Seca, política e sanfona

Desde o tempo do Dnocs (Departamento Nacional de Obras Contra as Secas), o que vale dizer, desde o Governo Vargas, a União repassa verbas ao Nordeste no pico das secas. E até hoje o sertanejo continua desassistido no que lhe é mais essencial durante o flagelo: água. Tem de disputá-la, barrenta, salobra e minguada, quase reduzida a lama, com os porcos.

O semiárido baiano e de outras plagas nordestinas padece mais uma vez a reincidência da seca, prevista já no início deste século. O governante, como acaba de fazer a presidente Dilma, empunha a caneta e libera R$ 2,7 bilhões, segundo leio nos jornais. Será que parte desse dinheiro, ao menos, chegará de fato às calcinadas? Duvida-se.

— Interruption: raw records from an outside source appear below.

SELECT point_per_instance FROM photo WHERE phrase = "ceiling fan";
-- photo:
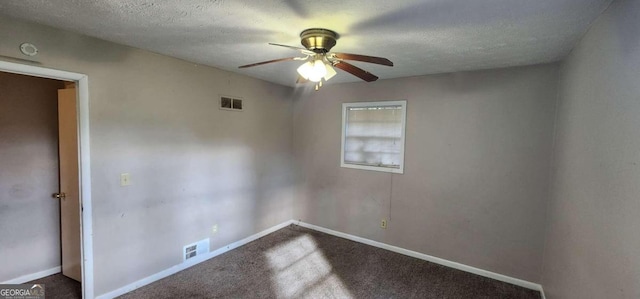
(320, 62)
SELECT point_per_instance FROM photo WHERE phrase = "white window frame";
(345, 106)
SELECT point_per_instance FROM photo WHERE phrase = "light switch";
(125, 179)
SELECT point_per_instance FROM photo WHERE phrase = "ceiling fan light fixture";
(330, 72)
(313, 70)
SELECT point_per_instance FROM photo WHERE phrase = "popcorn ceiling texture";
(420, 37)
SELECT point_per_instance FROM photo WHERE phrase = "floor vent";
(230, 103)
(195, 249)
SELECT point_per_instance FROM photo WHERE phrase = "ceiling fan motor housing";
(318, 40)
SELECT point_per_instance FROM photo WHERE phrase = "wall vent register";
(195, 249)
(230, 103)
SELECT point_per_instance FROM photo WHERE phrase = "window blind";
(373, 136)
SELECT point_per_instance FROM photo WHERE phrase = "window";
(373, 135)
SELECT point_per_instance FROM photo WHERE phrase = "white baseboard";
(426, 257)
(194, 261)
(33, 276)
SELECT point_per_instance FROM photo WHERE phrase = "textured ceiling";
(419, 36)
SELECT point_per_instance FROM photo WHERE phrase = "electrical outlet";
(214, 229)
(125, 179)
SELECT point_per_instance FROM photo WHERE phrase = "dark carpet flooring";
(59, 286)
(295, 262)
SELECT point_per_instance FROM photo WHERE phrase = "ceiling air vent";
(195, 249)
(230, 103)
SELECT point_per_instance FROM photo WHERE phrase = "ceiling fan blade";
(364, 58)
(269, 61)
(301, 80)
(303, 50)
(356, 71)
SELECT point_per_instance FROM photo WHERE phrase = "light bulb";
(330, 72)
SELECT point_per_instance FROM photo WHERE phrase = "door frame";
(84, 159)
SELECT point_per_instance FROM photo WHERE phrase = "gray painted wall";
(593, 245)
(192, 165)
(477, 159)
(29, 217)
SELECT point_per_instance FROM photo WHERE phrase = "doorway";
(82, 158)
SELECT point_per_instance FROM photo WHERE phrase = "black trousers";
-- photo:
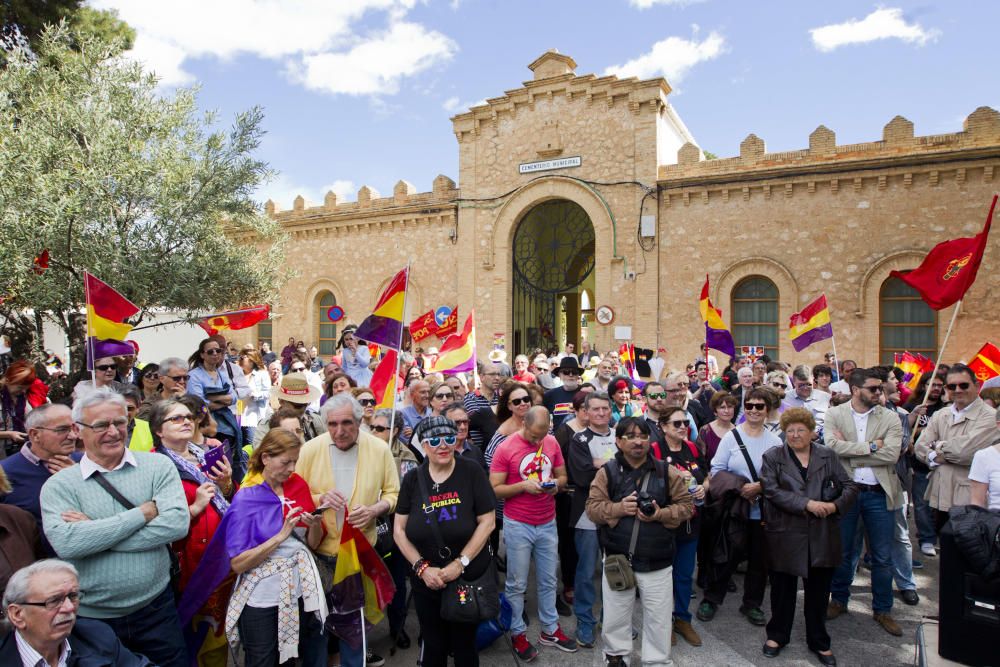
(784, 588)
(755, 582)
(440, 637)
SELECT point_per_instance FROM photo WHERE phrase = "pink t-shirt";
(521, 460)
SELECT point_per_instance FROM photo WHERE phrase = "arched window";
(905, 322)
(326, 336)
(755, 314)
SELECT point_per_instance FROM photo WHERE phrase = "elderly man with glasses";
(40, 604)
(113, 516)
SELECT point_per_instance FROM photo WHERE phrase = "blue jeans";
(923, 513)
(154, 631)
(685, 555)
(880, 526)
(587, 553)
(525, 543)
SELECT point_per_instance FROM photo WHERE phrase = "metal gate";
(553, 253)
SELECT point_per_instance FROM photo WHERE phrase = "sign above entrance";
(549, 165)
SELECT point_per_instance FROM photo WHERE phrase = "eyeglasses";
(55, 602)
(180, 419)
(104, 427)
(441, 441)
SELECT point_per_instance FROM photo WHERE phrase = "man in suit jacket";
(867, 437)
(40, 602)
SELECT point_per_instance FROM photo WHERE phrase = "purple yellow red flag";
(383, 383)
(362, 587)
(986, 365)
(458, 352)
(717, 335)
(236, 319)
(950, 268)
(810, 325)
(385, 325)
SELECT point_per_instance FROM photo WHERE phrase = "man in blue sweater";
(120, 546)
(51, 446)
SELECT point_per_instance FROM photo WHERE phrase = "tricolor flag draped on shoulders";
(950, 268)
(810, 325)
(362, 587)
(385, 325)
(717, 335)
(458, 352)
(107, 311)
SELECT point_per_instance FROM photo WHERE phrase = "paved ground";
(730, 640)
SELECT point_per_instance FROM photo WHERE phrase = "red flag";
(949, 269)
(237, 319)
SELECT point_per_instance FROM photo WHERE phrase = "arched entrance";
(553, 263)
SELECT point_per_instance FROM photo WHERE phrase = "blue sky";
(360, 92)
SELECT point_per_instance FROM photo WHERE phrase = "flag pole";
(944, 344)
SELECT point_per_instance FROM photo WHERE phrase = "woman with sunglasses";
(208, 491)
(730, 458)
(465, 518)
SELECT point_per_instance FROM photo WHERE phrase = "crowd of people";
(179, 512)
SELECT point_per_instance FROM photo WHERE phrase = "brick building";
(578, 191)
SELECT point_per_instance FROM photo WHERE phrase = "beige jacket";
(956, 444)
(883, 425)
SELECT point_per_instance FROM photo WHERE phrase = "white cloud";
(309, 37)
(672, 57)
(883, 23)
(376, 65)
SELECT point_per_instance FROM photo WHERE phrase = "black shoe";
(828, 660)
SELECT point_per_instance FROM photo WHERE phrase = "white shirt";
(88, 467)
(863, 475)
(32, 658)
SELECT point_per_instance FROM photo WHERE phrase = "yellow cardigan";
(376, 479)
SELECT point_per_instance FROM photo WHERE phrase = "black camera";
(646, 504)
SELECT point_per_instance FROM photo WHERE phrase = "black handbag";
(464, 600)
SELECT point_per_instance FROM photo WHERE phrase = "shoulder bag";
(463, 600)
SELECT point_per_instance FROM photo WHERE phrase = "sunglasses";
(441, 441)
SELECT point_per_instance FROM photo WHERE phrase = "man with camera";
(637, 502)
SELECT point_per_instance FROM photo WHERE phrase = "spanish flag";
(107, 311)
(458, 352)
(236, 319)
(385, 325)
(811, 324)
(717, 335)
(362, 587)
(383, 383)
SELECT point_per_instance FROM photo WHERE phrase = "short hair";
(340, 401)
(96, 396)
(720, 397)
(798, 416)
(595, 396)
(276, 442)
(19, 583)
(626, 425)
(41, 415)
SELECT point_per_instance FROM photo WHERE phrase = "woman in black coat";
(806, 490)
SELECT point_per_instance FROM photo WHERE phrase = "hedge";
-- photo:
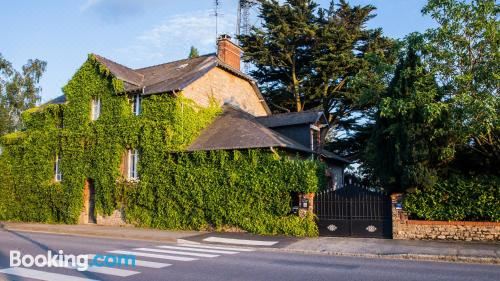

A experiência ensinou que, paralelamente à seca, há uma “indústria” da seca, de natureza sociopolítica. Além dos notórios “malfeitos”, falta planejamento do que fazer e como fazer, no bojo de uma estratégia de medidas emergenciais, já que não é impossível impedir o advento da calamidade, caberá uma cesta básica de providências miúdas, mas eficazes, para minorar o sofrimento das populações.

Em comentário ilustrativo ao meu artigo de domingo passado, sobre o assunto, o engenheiro e produtor rural Paulo Cesar Bastos, antes de tudo um sertanejo orgulhoso da cidadania, concordou com a necessidade prioritária de captação e reserva de água, ao longo do ano. Sugere aterros- barragens, transformação de córregos em pequenos açudes, nas estradas vicinais, e naturalmente abertura de poços.

Vai mais além, ao evocar exemplo da Austrália: aproveitamento da capa asfáltica de estradas no semiárido, como implúvios. A água da chuva é retida e desviada para reservatórios às margens. Meio simples e engenhoso de garantir a irrigação de lavouras e famílias.

Aqui, no extenso rol dos “malfeitos”, há desvios de verbas públicas para forró junino. Bandas são pagas regiamente por prefeitos de cidades castigadas pela seca. Desta vez, o Tribunal de Contas parece atento. Veremos se conseguirá mesmo atropelar a desfaçatez do foguetório enquanto a terra racha em volta.